Britain's housing market shirks off banks trying to curb mortgage lending
There was a 33% increase in mortgage approvals over the year to April 2014, said the UK's Council of Mortgage LendersReuters

Mortgage lending for home purchases was a third higher over the year in April, despite the market regulator applying the brake.

The Council of Mortgage Lenders (CML), which represents the industry's institutions, said there were 53,200 loans approved for house purchases in April 2014, a 33% increase on the same month a year before. Over the month this was a 1% rise.

This is despite the Financial Conduct Authority (FCA) imposing tougher affordability tests on lenders, which force them to be more diligent in who they lend to by making sure borrowers can make repayments in a number of different scenarios, such as a hike in interest rates.

It was the result of the FCA's Mortgage Market Review (MMR) and is intended to curb riskier lending, particularly because house prices are on the rise.

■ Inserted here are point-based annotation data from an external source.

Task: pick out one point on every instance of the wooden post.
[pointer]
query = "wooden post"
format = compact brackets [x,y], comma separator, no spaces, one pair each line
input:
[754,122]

This means borrowers have to take on larger debt in order to purchase a property.

Figures from the Office for National Statistics (ONS) show the average price of a UK home hitting £252,000 in the year to March 2014, an 8% increase on the year before.

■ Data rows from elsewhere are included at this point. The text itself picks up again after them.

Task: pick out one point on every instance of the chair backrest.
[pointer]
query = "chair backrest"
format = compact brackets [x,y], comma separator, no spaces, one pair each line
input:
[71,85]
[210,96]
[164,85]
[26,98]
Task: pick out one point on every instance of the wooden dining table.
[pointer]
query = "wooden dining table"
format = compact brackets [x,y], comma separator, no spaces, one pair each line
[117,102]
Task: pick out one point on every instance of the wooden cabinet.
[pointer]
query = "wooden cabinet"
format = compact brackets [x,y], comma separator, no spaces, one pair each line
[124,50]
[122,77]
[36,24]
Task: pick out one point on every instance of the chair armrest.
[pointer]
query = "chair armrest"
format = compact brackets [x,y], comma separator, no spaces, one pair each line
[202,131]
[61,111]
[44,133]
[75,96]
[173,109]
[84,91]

"First-time buyers and home movers continue to be key drivers in the growth of the market and, despite fears that MMR preparations may hinder this momentum, we have seen a continued year-on-year upward trend every month in 2014," said Paul Smee, director general of the CML.

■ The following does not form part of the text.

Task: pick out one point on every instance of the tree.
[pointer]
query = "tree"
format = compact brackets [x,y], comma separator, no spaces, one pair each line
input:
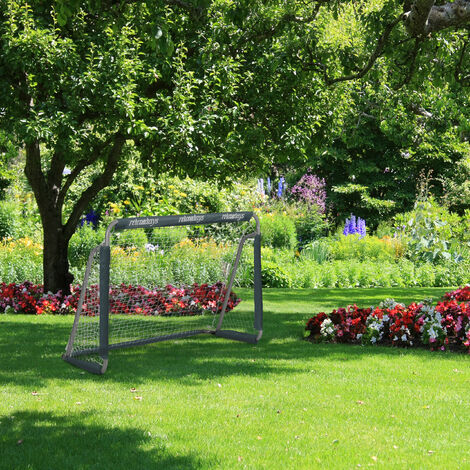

"The UK picture continues to mask a disparate set of varied local conditions, but overall we expect lending levels to continue to build on the foundation of growth we have seen over the past 12 months."

In a separate survey, the Royal Institute of Chartered Surveys (Rics) said its house price balance hit +57 in May, up from +55 in April. This is the difference between those surveyors polled reporting higher or lower house prices. This is close to the 12-year high of +58 in March.

Mortgages have been cheaper and easier to access thanks to the Bank of England's record-low base rate of 0.5%, a recovering economy, and schemes such as Help to Buy.